It was Thursday, Jan. 29 and I was sitting at a restaurant in the Denver airport when I noticed something peculiar about my iPhone. The display had stopped responding properly to my touch. I thought it was my case maybe interrupting the screen somehow, so I took it off. I walked to an electronics store and bought some screen cleaner. The display worked again for a few days without issue.
Then last week it started acting up again, this time a white bar would appear horizontally across the top of the screen. I couldn’t interact with the device at all, not even to enter in my PIN code to unlock it. I’d treated the phone properly, hadn’t exposed it to water or dropped it, so I wasn’t sure what was going on. Maybe the stories about faulty memory were causing the device to malfunction.

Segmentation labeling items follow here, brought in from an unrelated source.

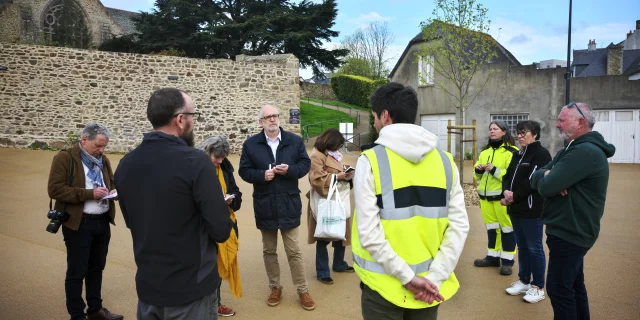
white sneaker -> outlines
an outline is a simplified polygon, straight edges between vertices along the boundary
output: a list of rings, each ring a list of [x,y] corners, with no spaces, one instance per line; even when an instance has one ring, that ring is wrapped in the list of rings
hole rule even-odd
[[[522,281],[518,280],[516,282],[511,283],[511,287],[507,288],[507,293],[512,296],[517,296],[519,294],[525,294],[527,291],[531,289],[530,284],[524,284]]]
[[[544,298],[544,289],[540,289],[536,286],[531,286],[531,289],[527,291],[527,294],[522,299],[529,303],[536,303],[540,300],[543,300]]]

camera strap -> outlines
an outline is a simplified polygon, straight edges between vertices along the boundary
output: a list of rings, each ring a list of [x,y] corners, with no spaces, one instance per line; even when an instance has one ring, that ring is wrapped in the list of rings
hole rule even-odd
[[[73,155],[71,154],[71,151],[64,149],[64,150],[60,150],[60,152],[66,152],[66,153],[69,154],[69,159],[70,160],[69,160],[69,172],[67,174],[67,185],[69,187],[71,187],[71,184],[73,183],[73,179],[74,179],[75,174],[76,174],[76,162],[73,161]],[[53,209],[52,202],[53,202],[53,200],[49,199],[49,211],[51,211]],[[65,202],[64,208],[66,208],[66,207],[67,207],[67,203]],[[64,210],[64,208],[63,208],[63,210]]]

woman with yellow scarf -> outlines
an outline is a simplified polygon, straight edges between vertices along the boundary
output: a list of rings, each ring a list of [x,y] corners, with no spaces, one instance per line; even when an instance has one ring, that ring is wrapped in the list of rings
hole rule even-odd
[[[218,244],[218,273],[222,280],[229,282],[231,293],[234,297],[242,297],[242,283],[240,282],[240,269],[238,268],[238,222],[235,211],[240,209],[242,193],[236,185],[233,177],[233,166],[227,156],[229,155],[229,142],[223,135],[214,135],[206,138],[200,144],[200,149],[206,152],[216,166],[218,180],[222,186],[229,214],[233,221],[233,229],[229,239]],[[220,283],[222,285],[222,282]],[[218,286],[218,315],[231,317],[235,315],[233,309],[222,304],[220,299],[220,286]]]

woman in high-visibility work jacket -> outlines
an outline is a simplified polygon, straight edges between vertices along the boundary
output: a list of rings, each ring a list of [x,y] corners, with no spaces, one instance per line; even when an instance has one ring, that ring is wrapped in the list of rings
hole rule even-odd
[[[474,261],[476,267],[502,267],[500,274],[511,275],[516,240],[511,219],[502,199],[502,177],[507,173],[513,153],[517,152],[509,127],[502,120],[489,125],[489,142],[480,152],[473,178],[478,180],[478,195],[482,219],[487,227],[489,245],[487,256]]]

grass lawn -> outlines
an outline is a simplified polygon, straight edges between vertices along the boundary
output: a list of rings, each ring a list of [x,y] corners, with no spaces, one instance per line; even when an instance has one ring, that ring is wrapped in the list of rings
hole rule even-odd
[[[319,102],[319,103],[325,103],[328,105],[332,105],[332,106],[336,106],[336,107],[344,107],[344,108],[353,108],[356,110],[360,110],[360,111],[366,111],[369,112],[369,108],[367,107],[360,107],[360,106],[356,106],[354,104],[348,104],[346,102],[342,102],[342,101],[332,101],[332,100],[322,100],[322,99],[315,99],[315,98],[301,98],[301,101],[313,101],[313,102]]]
[[[340,118],[342,118],[342,120],[338,120]],[[351,120],[347,120],[347,118]],[[325,122],[321,125],[309,127],[309,136],[317,136],[328,128],[339,129],[338,124],[340,122],[353,122],[355,124],[356,121],[355,118],[350,117],[344,112],[323,108],[306,102],[300,102],[300,129],[304,128],[304,126],[308,124],[327,120],[335,121]]]

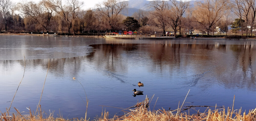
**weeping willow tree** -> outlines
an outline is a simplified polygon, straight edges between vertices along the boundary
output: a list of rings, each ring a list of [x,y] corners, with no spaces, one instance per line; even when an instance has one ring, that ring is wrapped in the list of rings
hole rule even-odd
[[[58,15],[62,18],[61,22],[59,23],[59,27],[62,27],[67,29],[61,29],[62,31],[66,30],[65,32],[72,32],[74,34],[77,31],[75,27],[76,24],[74,23],[77,21],[78,15],[83,2],[77,0],[66,0],[65,2],[62,0],[53,1],[51,7]]]

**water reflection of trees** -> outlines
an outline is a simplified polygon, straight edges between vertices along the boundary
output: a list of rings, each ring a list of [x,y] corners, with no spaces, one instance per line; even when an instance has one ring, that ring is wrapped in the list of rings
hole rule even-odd
[[[157,68],[170,71],[188,70],[193,73],[189,84],[196,84],[205,79],[201,78],[204,76],[210,77],[204,80],[208,82],[205,85],[217,81],[228,88],[255,90],[256,55],[253,53],[256,48],[252,45],[116,43],[92,46],[95,50],[88,59],[101,69],[126,72],[125,60],[129,59],[122,53],[145,51],[146,54],[140,56],[151,59],[154,63],[151,65],[152,71]]]
[[[188,84],[197,84],[205,80],[202,86],[217,81],[227,88],[255,90],[256,54],[253,53],[256,48],[253,45],[116,43],[92,46],[94,50],[87,56],[50,59],[49,72],[58,76],[76,76],[84,69],[82,67],[86,67],[83,66],[85,62],[96,70],[118,77],[116,75],[127,72],[128,62],[133,62],[139,57],[149,59],[145,61],[149,63],[145,64],[153,72],[178,70],[187,74],[191,81]],[[14,69],[12,65],[14,63],[23,67],[25,64],[22,60],[0,61],[3,71]],[[26,61],[28,69],[40,66],[46,70],[48,68],[48,59]]]

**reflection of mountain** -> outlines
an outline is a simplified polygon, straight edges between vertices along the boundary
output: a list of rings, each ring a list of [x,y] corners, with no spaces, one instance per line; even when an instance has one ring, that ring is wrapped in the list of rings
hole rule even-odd
[[[184,74],[190,81],[190,85],[203,80],[207,83],[202,86],[217,81],[229,88],[255,90],[256,55],[252,53],[256,52],[256,48],[252,46],[119,43],[92,46],[95,49],[88,56],[89,60],[95,63],[96,68],[109,72],[126,72],[129,58],[136,58],[138,61],[150,60],[145,63],[150,65],[150,71],[157,68]]]

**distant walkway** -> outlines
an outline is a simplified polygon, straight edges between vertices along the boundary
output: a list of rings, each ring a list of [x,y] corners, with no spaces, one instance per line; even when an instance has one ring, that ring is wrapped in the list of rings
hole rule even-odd
[[[191,38],[191,39],[204,39],[204,40],[256,40],[256,39],[247,38],[247,39],[229,39],[222,38]]]
[[[175,37],[169,35],[140,34],[124,34],[115,33],[107,33],[105,35],[106,38],[130,39],[173,39]]]

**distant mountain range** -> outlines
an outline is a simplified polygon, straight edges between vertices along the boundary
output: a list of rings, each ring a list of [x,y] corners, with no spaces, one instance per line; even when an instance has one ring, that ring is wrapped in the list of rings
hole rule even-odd
[[[194,7],[195,2],[200,0],[190,1],[190,4],[192,7]],[[140,9],[147,11],[150,10],[150,8],[147,5],[150,2],[150,1],[147,0],[129,0],[127,1],[129,4],[128,8],[122,11],[121,13],[122,14],[125,16],[131,16],[133,13],[137,12]],[[171,4],[170,1],[168,1],[169,4]]]

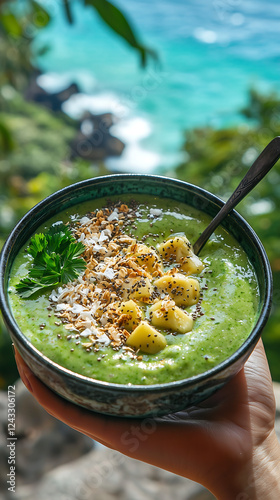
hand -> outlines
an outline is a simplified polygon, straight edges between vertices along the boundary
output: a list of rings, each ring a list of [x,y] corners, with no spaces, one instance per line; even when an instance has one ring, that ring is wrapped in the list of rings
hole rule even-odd
[[[259,341],[226,386],[201,404],[166,417],[100,415],[55,395],[16,352],[21,378],[54,417],[109,448],[203,484],[217,498],[280,498],[275,400]]]

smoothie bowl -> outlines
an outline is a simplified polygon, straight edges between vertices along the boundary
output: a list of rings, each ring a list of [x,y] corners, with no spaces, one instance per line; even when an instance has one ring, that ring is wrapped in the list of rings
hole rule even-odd
[[[209,397],[243,366],[268,319],[271,270],[233,211],[182,181],[119,174],[58,191],[1,253],[11,338],[49,388],[85,408],[147,417]]]

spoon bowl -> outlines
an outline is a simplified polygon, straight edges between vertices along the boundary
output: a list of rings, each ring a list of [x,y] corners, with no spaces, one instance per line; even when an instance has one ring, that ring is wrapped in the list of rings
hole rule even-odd
[[[84,201],[122,194],[173,199],[215,217],[224,202],[197,186],[167,177],[118,174],[88,179],[68,186],[32,208],[16,225],[0,256],[0,305],[11,338],[30,369],[50,389],[71,402],[100,413],[122,417],[151,417],[179,411],[208,398],[244,365],[269,316],[272,279],[265,250],[255,232],[233,210],[223,227],[242,246],[257,276],[259,297],[255,324],[231,356],[198,375],[153,385],[116,384],[83,376],[42,354],[15,320],[9,301],[9,276],[16,256],[38,228],[58,214]]]

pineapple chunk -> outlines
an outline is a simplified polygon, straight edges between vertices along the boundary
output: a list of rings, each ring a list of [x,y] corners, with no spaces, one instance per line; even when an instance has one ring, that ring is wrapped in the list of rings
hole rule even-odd
[[[122,302],[120,305],[120,319],[121,325],[127,330],[134,330],[142,319],[142,311],[134,300]]]
[[[137,243],[128,248],[128,255],[138,266],[144,269],[150,277],[161,276],[163,267],[161,260],[152,247]]]
[[[192,245],[185,236],[175,236],[158,245],[158,251],[167,263],[177,262],[186,274],[198,274],[204,264],[193,253]]]
[[[160,300],[150,307],[152,325],[170,329],[178,333],[190,332],[193,319],[185,311],[175,305],[174,300]]]
[[[124,300],[136,299],[141,302],[151,302],[153,287],[149,278],[139,276],[137,278],[127,278],[122,284]]]
[[[186,274],[199,274],[204,269],[204,264],[194,253],[188,257],[181,257],[180,269]]]
[[[154,281],[154,286],[168,293],[177,306],[192,306],[199,301],[199,283],[183,274],[165,274]]]
[[[162,333],[150,326],[147,321],[141,321],[128,337],[126,345],[140,349],[148,354],[156,354],[165,348],[166,338]]]

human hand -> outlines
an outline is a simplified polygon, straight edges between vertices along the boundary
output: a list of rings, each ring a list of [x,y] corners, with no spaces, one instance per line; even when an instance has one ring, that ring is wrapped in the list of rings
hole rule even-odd
[[[42,384],[18,352],[16,361],[23,382],[51,415],[109,448],[197,481],[223,500],[280,498],[275,401],[261,341],[244,369],[211,398],[155,419],[80,408]]]

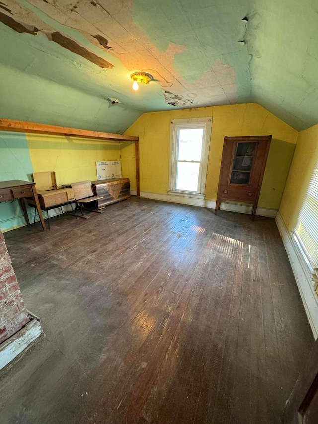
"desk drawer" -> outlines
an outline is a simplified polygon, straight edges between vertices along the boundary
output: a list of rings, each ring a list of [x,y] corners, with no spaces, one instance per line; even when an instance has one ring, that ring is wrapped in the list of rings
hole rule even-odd
[[[33,197],[33,193],[31,187],[21,187],[20,188],[12,188],[12,191],[13,192],[13,196],[15,199],[21,199],[22,197]]]
[[[2,188],[0,190],[0,202],[12,200],[13,198],[13,194],[10,188]]]

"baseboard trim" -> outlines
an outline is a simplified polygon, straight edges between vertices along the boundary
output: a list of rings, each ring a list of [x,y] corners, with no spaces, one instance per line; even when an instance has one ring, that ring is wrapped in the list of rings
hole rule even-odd
[[[318,297],[314,290],[315,281],[279,212],[277,212],[275,220],[288,255],[313,334],[316,339],[318,337]]]
[[[137,195],[137,191],[135,190],[131,190],[130,192],[133,196]],[[187,197],[186,195],[181,196],[179,194],[177,196],[174,196],[171,194],[152,193],[150,191],[141,191],[140,197],[144,197],[146,199],[162,200],[163,202],[170,202],[173,203],[181,203],[183,205],[201,206],[212,209],[215,208],[215,202],[213,200],[207,200],[205,199],[196,199],[193,197]],[[252,213],[252,207],[251,205],[240,203],[223,203],[221,204],[221,209],[222,210],[224,211],[251,214]],[[256,211],[256,215],[260,215],[260,216],[275,218],[277,212],[277,209],[258,207]]]
[[[0,371],[22,356],[44,336],[40,321],[33,318],[0,345]]]

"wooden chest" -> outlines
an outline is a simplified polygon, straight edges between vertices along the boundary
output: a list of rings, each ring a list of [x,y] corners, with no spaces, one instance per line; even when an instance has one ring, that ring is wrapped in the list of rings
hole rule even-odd
[[[130,185],[128,178],[112,178],[92,181],[93,190],[95,196],[102,196],[103,198],[97,201],[98,209],[104,208],[107,205],[130,199]]]

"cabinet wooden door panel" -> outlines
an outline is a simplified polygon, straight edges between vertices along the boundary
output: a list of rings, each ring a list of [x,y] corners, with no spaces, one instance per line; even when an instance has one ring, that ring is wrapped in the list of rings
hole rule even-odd
[[[255,218],[272,136],[225,137],[215,213],[222,202],[253,205]]]

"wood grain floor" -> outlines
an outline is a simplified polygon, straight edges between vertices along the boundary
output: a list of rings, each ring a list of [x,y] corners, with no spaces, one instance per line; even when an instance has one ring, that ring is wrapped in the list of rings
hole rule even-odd
[[[275,424],[313,339],[275,221],[133,198],[5,234],[46,338],[1,423]]]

I scheduled a visit to an Apple Store in Manhattan last night. I walked in and showed an employee my problem. He confirmed there wasn’t any water damage and said the device looked like it was taken care of. Since I had paid $99 for Apple Care, Apple would try to figure out what was wrong and either replace the screen or the device entirely, at no cost to me. I walked out of the store with a request to come back in 45 minutes to pick up my fixed phone.
So I did. I walked in 45 minutes later, grabbed my phone and headed out to grab a light bite to eat while I waited for my wife to get off of work. While I was eating, the screen started to act up again, the white line was back and I couldn’t interact with my phone. I made another appointment at the Apple Store, now three blocks away from where I ate, and went back an hour later.
Apple was busy – there were lots of folks in the store for support, some wanted help restoring their phone backups, another woman needed service on her laptop and one young man had two phones he wanted fixed. I sat at a table while a single Apple employee who serviced us all. “Wow, you’re good at this,” I said. “Thanks, I was a kindergarten teacher for a while,” she said with a smile.
She helped all four of us at the same time, incredibly, bouncing back and forth through the iPad service application. She said that, even though I had Apple Care, I was still due a replacement device since the first fix didn’t work and it was still under warranty. She asked if I had my data backed up to iCloud, which I do, and then went back and grabbed a brand new iPhone 6 Plus and handed it to me. “You’re all set,” she said, as I signed my name on a form confirming I had received service.
I walked out and today I have a fully functional iPhone again, at no cost to me. The purpose of all of this is to point out that there isn’t another gadget maker out there with this kind of service. You can’t walk into a store for any other smartphone maker and get your device repaired on the spot, immediately. You might have insurance on a wireless phone through your carrier, but that requires going through the insurance provider and waiting a few days for your replacement device.
Whether you prefer Android, iOS, BlackBerry or Windows Phone — all great operating systems in their own rights and for certain people — choosing iOS has its benefits during times like these. Apple’s service is impeccable and I hope other firms start to follow its lead.
I buy lots of gadgets each year. (Too many. Just ask my wife.) But I’ll continue to buy an iPhone at the very least because I know, the day I’m sitting in an airport and the screen malfunctions, I’ll be up and running on a new one in no time flat.